America's Best Christian, Betty has a few parting words for Jerry. Here's an exerpt: Enjoy the rest of it at:

http://www.bettybowers.com/nl_may2007.html

Betty's "deep thoughts" ~

"Dear Bereft Brothers and Sisters in Mourning:

Verily, I am crying as I type. You can imagine my shock in hearing that Reverend Jerry Falwell had been found dead, lying in a pool of his own gravy. First Anna Nicole, now Jerry. Frankly, the Lord seems to be on a fat, attention-whore killing spree! I’d stay indoors if I were Rosie O’Donnell. Well, on second thought, if I looked like Rosie O'Donnell, I'd be running through the streets screaming, "Here I am Lord! Come and get me!"

Gossipy paramedics told me that Jerry died of a faulty heart. Frankly, my only surprise was that he had one at all. Nevertheless, his yammering mug finally being silenced because he had a failed heart seems marvelously fitting. After all, while he was alive, this obscenely wealthy miser's heart seemed to fail him at even the most mundane opportunities.
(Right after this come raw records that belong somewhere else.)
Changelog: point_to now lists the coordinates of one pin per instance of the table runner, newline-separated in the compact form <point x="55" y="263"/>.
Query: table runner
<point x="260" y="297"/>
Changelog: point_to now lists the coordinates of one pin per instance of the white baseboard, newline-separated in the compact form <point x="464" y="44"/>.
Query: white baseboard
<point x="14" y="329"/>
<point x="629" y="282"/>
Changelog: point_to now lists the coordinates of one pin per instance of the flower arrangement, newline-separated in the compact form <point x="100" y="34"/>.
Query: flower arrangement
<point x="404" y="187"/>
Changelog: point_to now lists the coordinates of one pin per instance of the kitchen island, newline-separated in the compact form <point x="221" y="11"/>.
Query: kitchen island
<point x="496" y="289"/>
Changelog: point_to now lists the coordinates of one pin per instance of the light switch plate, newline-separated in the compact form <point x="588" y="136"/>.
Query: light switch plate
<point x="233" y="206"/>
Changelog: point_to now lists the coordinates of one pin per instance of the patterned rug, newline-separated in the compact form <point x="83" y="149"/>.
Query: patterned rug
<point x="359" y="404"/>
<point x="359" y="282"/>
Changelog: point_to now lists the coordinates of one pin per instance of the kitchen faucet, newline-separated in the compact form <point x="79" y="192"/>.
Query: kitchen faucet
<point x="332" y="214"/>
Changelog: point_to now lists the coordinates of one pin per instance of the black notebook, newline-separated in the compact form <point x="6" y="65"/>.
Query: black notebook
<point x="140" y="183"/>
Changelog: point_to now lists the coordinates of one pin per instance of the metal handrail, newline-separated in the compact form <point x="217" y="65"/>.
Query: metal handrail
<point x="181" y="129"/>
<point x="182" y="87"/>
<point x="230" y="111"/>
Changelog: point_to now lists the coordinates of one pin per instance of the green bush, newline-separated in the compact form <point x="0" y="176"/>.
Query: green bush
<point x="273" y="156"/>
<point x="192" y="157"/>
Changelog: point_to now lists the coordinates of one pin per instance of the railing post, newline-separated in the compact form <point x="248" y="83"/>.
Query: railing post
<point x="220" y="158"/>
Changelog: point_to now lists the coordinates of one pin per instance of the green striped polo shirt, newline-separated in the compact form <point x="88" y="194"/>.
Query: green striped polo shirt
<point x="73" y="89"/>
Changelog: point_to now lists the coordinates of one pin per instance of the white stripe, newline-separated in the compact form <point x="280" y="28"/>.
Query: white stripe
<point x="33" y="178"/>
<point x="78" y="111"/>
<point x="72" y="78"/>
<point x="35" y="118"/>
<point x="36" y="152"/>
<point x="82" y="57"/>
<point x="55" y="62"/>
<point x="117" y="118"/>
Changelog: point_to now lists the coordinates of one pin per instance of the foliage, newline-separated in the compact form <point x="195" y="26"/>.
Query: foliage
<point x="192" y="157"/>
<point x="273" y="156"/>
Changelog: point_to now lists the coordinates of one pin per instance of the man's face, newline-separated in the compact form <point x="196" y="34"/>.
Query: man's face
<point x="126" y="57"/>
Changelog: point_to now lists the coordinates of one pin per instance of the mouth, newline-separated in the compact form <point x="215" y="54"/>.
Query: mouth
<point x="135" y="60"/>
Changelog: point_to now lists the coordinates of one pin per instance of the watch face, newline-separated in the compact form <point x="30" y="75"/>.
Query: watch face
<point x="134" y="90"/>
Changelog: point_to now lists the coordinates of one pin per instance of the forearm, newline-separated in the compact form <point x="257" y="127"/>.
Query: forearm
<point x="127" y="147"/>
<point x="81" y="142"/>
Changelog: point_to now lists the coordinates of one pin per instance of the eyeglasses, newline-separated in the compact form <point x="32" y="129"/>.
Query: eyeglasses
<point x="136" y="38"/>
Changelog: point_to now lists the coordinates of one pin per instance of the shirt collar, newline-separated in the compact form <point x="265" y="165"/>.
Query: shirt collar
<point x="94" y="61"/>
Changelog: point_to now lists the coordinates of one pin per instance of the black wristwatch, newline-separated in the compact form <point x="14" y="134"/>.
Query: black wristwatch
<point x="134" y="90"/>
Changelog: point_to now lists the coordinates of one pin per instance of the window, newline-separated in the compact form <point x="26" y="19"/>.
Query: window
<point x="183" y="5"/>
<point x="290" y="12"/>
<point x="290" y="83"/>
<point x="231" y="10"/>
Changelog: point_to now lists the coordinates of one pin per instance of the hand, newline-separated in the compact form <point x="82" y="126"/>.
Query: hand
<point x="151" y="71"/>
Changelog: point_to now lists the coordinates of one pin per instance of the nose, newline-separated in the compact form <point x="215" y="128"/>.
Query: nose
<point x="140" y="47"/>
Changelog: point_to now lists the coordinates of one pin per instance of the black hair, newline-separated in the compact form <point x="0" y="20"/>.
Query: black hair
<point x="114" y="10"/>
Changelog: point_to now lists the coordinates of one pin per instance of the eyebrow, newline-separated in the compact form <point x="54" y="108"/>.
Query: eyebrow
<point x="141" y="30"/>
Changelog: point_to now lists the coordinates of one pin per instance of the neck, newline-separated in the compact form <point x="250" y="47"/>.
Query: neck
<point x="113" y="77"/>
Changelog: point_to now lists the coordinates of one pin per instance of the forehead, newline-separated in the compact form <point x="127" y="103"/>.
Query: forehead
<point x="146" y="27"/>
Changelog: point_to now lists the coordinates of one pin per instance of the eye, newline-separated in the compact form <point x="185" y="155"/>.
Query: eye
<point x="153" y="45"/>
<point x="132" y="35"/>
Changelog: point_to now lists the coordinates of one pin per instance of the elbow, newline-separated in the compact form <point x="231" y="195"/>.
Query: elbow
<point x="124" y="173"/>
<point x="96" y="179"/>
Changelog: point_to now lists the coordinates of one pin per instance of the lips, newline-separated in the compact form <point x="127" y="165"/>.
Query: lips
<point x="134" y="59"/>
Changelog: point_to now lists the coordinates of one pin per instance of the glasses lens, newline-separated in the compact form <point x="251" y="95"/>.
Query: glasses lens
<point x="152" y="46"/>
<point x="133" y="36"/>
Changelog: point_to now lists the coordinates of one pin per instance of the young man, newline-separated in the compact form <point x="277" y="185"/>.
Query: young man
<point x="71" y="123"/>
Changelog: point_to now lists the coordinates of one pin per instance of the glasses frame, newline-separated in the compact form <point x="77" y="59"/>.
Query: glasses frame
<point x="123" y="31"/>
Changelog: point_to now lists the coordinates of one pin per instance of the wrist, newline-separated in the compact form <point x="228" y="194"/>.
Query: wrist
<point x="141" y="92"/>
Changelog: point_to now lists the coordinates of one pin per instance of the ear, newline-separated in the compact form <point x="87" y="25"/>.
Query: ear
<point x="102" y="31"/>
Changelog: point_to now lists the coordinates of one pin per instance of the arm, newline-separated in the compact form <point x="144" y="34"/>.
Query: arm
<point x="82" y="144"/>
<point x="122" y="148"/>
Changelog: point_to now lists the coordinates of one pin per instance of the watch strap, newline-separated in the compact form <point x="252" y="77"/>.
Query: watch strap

Jerry never gave anything to anyone other than an interview. Indeed, so parsimonious was this vain, oily swindler, in the aftermath of our nation's great tragedy on September 11, 2001, the only thing Jerry thought to give those who grieved was blame."

I first met Jerry when he swooped down on Heritage USA to pick Jim and Tammy Faye Bakker's bones clean of any easily-liquidated assets and studio equipment. They weren't the first people to be trampled when Jerry smelled money -- or bacon. As I told Tammy at the time, it's downright suicidal to stand between Jerry and a working television camera. After all, Jerry was most TV talk shows' go-to guy when they needed the snaggletooth-hillbilly point of view, a notoriously un-telegenic demographic."